The Strategic Plan covers grid-interactive power generation from the main renewable energy sources solar, wind, biomass and small hydro power, besides off grid/ decentralised renewable energy applications/ programs such as biogas, remote village electrification, biomass gasifiers, solar photovoltaic/ thermal systems, micro-hydel, waste to energy, etc. It, inter alia, makes an assessment of the existing situation and external factors impacting growth, strengths and weaknesses of the sector and potential strategies to address the same.

The Strategic Plan document has laid down specific goals and targets for the six years period 2011-17 and long-term Aspirational Goals for the ten years period up to 2022 for various renewable energy programmes/ applications including power generation.

With regard to renewable power generation, the document estimates that about 50,000 MW new capacity would be added during the XII and XIII plan periods leading to total renewable power generation capacity of about 73,000 MW by 2022. This capacity will comprise of 20,000 MW from solar power under the National Solar Mission and the remaining 30,000 MW from other renewable energy sources mainly wind, small hydro and biomass power. The contribution of renewable power by 2022 to the then likely total installed capacity and electricity mix has been estimated to be around 18% and 7.3% respectively, which could change depending on actual achievements of conventional power capacity.

Various steps have been taken by the Government to increase power generation through renewable energy sources in the future and the same are continuing.
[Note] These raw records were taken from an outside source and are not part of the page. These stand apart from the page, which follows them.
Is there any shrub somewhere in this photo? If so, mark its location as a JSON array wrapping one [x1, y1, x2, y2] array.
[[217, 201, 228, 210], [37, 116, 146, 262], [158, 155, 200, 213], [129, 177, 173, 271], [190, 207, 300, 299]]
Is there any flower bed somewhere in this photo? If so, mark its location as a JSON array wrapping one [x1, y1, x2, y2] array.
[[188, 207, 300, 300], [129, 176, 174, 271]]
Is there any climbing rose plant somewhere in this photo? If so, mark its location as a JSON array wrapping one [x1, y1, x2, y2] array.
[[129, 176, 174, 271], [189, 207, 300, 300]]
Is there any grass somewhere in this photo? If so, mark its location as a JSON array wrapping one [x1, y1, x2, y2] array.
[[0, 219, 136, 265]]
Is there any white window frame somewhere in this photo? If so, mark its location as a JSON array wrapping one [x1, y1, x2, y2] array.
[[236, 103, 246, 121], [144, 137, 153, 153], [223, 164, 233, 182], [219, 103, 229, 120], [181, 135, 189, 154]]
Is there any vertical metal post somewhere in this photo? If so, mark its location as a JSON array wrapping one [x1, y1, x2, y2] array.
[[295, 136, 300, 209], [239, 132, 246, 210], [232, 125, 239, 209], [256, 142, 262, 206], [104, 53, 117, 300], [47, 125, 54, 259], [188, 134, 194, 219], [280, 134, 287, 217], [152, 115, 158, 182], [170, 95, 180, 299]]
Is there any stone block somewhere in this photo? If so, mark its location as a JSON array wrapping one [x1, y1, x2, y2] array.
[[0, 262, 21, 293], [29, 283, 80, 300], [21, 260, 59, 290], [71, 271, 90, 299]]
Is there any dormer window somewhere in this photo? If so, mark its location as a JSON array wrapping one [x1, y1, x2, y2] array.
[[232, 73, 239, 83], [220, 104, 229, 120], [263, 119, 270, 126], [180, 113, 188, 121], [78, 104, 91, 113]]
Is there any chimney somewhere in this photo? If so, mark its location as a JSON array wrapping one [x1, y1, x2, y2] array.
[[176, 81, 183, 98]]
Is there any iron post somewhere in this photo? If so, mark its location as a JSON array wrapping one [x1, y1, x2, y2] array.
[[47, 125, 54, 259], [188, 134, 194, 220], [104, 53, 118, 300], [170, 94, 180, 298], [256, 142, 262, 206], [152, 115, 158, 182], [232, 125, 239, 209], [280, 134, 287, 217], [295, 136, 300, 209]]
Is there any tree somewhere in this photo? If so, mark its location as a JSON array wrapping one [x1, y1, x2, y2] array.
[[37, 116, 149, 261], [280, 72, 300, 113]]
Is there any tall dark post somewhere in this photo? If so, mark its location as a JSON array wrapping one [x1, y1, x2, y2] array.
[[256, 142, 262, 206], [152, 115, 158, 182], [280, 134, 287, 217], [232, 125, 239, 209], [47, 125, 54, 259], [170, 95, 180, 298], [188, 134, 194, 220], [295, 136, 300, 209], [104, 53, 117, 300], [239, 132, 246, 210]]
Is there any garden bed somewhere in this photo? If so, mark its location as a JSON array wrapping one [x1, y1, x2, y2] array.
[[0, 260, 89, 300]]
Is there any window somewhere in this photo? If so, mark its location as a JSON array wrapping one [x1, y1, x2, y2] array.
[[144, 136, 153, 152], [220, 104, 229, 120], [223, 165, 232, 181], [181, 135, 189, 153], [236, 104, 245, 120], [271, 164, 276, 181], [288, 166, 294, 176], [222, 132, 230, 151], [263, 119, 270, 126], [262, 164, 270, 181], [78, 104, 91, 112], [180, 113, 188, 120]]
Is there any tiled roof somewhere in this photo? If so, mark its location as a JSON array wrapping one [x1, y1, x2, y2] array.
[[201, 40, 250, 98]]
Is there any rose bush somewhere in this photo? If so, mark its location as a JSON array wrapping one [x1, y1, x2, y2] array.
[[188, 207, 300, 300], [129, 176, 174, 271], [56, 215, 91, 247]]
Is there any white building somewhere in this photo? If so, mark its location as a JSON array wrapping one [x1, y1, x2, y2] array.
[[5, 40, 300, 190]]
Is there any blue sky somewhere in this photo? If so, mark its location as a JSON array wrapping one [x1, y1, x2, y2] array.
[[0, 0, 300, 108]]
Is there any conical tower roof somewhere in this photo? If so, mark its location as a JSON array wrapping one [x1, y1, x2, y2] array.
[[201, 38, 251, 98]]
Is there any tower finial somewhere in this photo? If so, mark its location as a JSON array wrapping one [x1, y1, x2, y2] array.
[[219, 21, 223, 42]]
These include the following:

1. Fiscal and financial incentives such as, capital/ interest subsidy/ generation based incentive, accelerated depreciation, nil/ concessional excise and customs duties

2. Generation Based Incentives Scheme introduced for Wind power and Solar Power to attract private investment by Independent Power Producers not availing Accelerated Depreciation benefit.

3. Directives under Electricity Act 2003 to all States for fixing a minimum percentage for purchase of electricity from renewable energy sources

4. Preferential tariff for grid interactive renewable power in most potential States following the provisions made under the National Electricity Policy 2005 and National Tariff Policy 2006; Uniform guidelines by CERC for fixation of such preferential tariffs being issued every year.

5. Jawaharlal Nehru National Solar Mission initiated in January 2010 to enable large scale capital investment in solar energy applications; Payment Security Mechanism for Grid Connected Solar Power Projects under the Mission.